悪は作られる
「悪は滅びぬ、姿を変えて再び蘇る……」
魔王の言葉は本当だった。それを俺は今、痛いほど感じている──。
魔物との戦いに勝利した人類は束の間の平和を味わっていた。俺はもう戦う必要などないとホッと胸を撫で下ろしていた。
だがそれは新たな争いの始まりでしかなかった。
「よくぞ戻って来てくれた、再び魔王が現れたのだ」
「はい」
次に倒した魔王は人の形をしていた、肌の色が違うだけだった。
先に倒したのは明らかに人ではなかったのに、なぜだ。
それでも確かに平和は訪れた、もう侵略に怯える必要はないと街の人々も喜んでくれた。俺はその事実を受け入れる事にした。
だが──。
「王様は悪魔に取り憑かれた、奴は魔王になったんだ! 助けてくれ!」
俺は王を倒した、いや、魔王となった王だ。
確かに彼は以前のような誠実さを失くしていた、何かに取り憑かれたように見えた。
しかし俺は知っている、彼は間違いなく人であった。肌の色すら違わない、人だ。
だが人々はそれを望み、俺の行為を祝福してくれた。
俺の手はいくら汚れても構わない、人々の為にこの力を使うと誓ったのだ。
「助けて下さい! あいつらは魔王の手先なんです!」
再び人を手にかけた、その中には街の人も含まれていた。俺が守り、そして祝福してくれた者たちだ。

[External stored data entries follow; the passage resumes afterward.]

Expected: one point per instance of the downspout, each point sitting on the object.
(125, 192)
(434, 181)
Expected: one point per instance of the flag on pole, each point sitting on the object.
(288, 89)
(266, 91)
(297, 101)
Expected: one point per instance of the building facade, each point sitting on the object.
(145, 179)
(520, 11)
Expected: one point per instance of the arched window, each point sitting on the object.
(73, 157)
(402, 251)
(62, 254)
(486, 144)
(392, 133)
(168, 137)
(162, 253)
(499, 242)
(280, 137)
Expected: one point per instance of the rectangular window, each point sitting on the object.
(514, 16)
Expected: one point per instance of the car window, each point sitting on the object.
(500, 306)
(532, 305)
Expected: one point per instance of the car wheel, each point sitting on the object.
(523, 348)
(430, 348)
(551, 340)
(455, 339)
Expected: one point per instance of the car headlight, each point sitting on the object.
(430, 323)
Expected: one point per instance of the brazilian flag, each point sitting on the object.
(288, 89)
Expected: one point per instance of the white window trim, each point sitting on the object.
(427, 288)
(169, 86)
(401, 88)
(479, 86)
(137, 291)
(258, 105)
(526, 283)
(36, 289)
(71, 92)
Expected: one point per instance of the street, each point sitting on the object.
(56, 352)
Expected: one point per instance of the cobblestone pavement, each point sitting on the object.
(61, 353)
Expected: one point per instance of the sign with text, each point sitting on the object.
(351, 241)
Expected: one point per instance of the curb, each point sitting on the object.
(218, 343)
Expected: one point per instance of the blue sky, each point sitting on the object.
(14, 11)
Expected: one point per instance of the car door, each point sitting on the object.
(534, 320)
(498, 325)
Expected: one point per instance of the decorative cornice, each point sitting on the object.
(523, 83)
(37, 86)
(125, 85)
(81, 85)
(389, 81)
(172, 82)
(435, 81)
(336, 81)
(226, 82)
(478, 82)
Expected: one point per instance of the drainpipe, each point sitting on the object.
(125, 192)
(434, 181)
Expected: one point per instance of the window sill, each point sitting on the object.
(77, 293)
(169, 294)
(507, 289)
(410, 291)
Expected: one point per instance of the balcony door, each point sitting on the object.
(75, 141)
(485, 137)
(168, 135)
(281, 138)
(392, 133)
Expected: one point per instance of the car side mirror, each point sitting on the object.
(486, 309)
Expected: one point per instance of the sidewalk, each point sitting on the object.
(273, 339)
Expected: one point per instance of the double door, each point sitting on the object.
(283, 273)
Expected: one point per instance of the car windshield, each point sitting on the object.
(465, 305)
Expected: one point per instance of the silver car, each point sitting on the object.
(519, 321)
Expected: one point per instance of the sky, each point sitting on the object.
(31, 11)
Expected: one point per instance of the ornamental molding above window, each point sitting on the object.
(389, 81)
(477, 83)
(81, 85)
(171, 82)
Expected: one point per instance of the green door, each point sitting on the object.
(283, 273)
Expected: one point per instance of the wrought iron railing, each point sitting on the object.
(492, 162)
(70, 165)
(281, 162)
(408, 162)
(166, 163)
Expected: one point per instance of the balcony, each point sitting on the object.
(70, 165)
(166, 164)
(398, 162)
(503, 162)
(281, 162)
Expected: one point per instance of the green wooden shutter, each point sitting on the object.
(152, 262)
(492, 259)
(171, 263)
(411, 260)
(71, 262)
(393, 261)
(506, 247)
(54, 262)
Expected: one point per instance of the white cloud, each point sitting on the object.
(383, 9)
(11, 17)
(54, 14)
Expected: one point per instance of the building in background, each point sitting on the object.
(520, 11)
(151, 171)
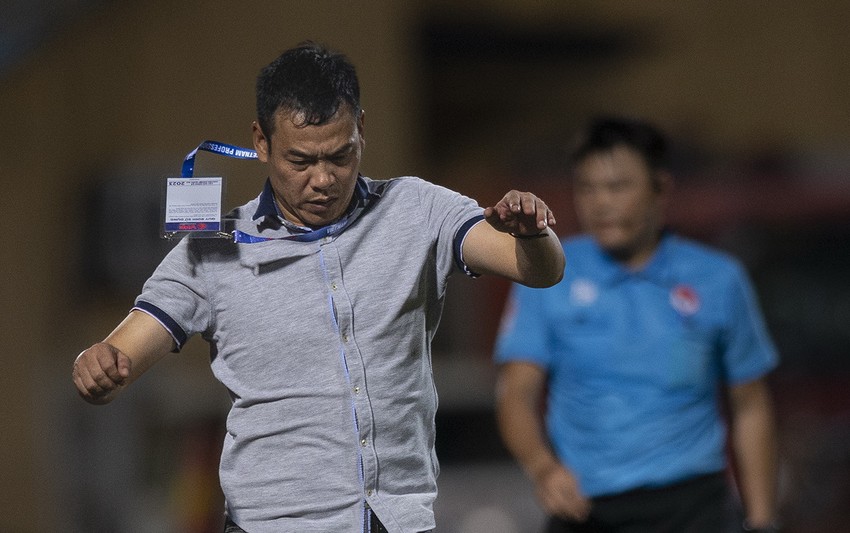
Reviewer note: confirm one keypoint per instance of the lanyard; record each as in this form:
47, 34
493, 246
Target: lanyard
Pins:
238, 152
215, 147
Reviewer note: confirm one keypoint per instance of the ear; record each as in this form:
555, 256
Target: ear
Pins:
360, 121
663, 185
261, 142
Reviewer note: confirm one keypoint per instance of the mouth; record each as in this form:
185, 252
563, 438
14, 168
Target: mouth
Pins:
321, 204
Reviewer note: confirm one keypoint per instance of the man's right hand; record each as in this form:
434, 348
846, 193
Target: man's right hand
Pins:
558, 491
100, 372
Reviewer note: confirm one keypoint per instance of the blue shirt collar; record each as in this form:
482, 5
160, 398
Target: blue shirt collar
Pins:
268, 207
656, 269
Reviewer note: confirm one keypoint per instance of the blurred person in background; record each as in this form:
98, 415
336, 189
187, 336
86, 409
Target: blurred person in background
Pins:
320, 315
610, 387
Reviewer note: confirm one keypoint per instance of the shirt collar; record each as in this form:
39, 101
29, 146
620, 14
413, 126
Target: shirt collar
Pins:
610, 271
268, 207
269, 214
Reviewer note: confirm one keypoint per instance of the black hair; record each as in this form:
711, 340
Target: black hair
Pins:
309, 80
605, 133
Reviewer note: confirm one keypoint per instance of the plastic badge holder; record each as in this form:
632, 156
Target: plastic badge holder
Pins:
193, 205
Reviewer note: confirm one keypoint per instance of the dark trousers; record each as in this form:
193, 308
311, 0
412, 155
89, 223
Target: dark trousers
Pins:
700, 505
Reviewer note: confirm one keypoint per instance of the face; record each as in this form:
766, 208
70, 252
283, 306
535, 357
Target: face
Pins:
312, 169
620, 203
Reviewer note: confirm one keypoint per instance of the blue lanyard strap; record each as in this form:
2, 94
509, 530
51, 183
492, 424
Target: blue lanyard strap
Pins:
215, 147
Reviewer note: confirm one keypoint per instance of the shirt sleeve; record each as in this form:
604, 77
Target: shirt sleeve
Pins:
449, 215
176, 295
748, 350
523, 330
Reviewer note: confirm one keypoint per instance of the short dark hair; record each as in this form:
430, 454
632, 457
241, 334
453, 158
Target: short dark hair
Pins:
607, 132
310, 80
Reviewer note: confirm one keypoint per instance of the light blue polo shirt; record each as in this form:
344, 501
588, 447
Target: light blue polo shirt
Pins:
635, 360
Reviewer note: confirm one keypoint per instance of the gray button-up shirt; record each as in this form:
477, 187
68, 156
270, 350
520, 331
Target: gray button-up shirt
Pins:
323, 339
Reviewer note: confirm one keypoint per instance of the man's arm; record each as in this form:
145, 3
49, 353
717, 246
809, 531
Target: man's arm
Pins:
106, 368
516, 242
754, 445
519, 391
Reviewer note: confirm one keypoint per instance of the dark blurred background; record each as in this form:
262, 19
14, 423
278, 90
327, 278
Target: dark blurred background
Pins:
99, 99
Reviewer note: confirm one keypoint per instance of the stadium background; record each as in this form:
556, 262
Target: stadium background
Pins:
99, 99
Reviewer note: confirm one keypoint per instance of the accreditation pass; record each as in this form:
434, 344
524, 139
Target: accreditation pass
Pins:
193, 204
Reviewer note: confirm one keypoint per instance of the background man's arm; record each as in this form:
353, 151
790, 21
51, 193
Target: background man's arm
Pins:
754, 444
106, 368
519, 391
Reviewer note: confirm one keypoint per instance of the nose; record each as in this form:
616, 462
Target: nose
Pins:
323, 176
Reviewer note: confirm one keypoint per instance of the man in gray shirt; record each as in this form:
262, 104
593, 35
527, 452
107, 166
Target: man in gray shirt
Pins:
321, 311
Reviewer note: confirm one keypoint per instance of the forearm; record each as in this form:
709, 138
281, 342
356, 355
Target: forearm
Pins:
143, 340
535, 262
540, 260
754, 443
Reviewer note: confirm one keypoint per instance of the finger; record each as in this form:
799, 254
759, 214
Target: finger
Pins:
107, 358
124, 366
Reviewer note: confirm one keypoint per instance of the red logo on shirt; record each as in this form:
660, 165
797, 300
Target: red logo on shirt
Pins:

確かにそこにいさかいはあった、力によって秩序を乱す者が居た。だが彼は本当に魔王の手先だったのだろうか、倒すべき悪だったのだろうか。
「こいつが魔王に取り憑かれて──」
「お前の方だろ、この魔王め!」
魔王と呼ばれる者はどんどん弱くなっていった、手下もなく戦う術すら持たない者も魔王と呼ばれた。
悪とは何だ。俺は手にかけた全ての顔を思い出せる。
侵略者、異なった種族、富を専有する者、力に溺れた者、裏切り者、秩序に従わぬ者──。
それは分かり合えない相手。
究極的には、他者──。
では正義とは何だ。
悪を倒す者、他者を許せない心、潔癖な理想。
正義は相対的なものでしかなく、それのみでは存在できない。
俺はなぜ人を殺しているのだろう。
確かに大きな悪は居なくなった、だがその先にあったのは小競り合いのような他者に対する憎しみ、猜疑心ではないか。
悪が欲しい、もっとハッキリした悪が。
人同士が争わなくてもいいような。
そして俺は自らの肌を焼き、人の形を保てぬぐらいに切り刻んだ。
これが俺の罪の証。
いずれ俺を倒す者が現れた時、彼に言うだろう。